4.3. For Maintainers ¶
Remember developers are users
An important target user base for Web Monetization is developers who want to integrate web monetization into their platforms or applications. Yet because Web Monetization and the Interledger Protocol have not yet been adopted by mainstream browsers, the user base is currently limited to those products that already incorporate these technologies. Going forward, mobile and desktop applications that support payee-payer relationships on their platforms could be potential early adoption partners if they are targeted and curated through better communication and transparency.

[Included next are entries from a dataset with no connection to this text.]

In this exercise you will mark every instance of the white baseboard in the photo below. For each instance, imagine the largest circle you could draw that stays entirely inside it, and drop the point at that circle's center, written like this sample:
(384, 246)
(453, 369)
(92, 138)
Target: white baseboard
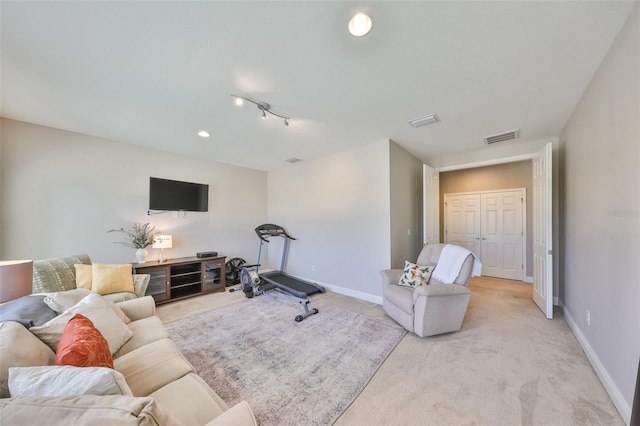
(614, 393)
(354, 293)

Design for built-in tipping
For the Web Monetization API to become more accessible, it needs support to be more directly integrated in popular browsers. As part of this integration process, browsers could use the Web Monetization API to enable tipping directly in the web browser itself by presenting a button that would allow for a tip to be sent directly to the creator of the content currently on the page. This would help expand the tool’s reach and the creator’s options to receive payment. Notably, Brave Browser has a product like this that users can try today (although not very many websites currently support Brave tips at this time).
Test recommended services
During our research, we found that users had significant challenges signing up for GateHub accounts due, potentially in part, to a lack of quality assurance. The maintainers of the Web Monetization main website could help address this problem by creating a process for monitoring the quality for any of the services linked on the main webpage. Services that are unable to complete usability tests at a high standard should not be included as recommended services.
5. Conclusion ¶
Overall, our research shows that the Web Monetization API retains real interest and momentum throughout the community. The innovative tool has the potential to supplement (although not replace) advertising as a means for accessing content and paying creators on the web. In situations where this transition occurs, individual autonomy and agency will be strengthened as users – not large corporations – will be able to set their own privacy and payment preferences. Website developers will also benefit through an additional option by which they can monetize their content without relying on invasive surveillance practices. Yet despite this promising potential, significant barriers to adoption remain on behalf of both the sender and receiver of payments. Significant confusion also continues to surround the various contexts in which the Web Monetization API should or should not be used. With time, however, it is our hope that these issues will be addressed through improved documentation, quality control, and increased buy-in from major browsers. The recommendations for end-user applications planning to adopt the Web Monetization API and Interledger Protocol offered in this report are intended to be a first step in this important process.
6. Acknowledgments ¶
Thanks to Grant for the Web and Simply Secure for financial and organizational support of this project. Our gratitude also goes out to all workshop participants and interviewees for sharing their expert analysis, insight, and experience.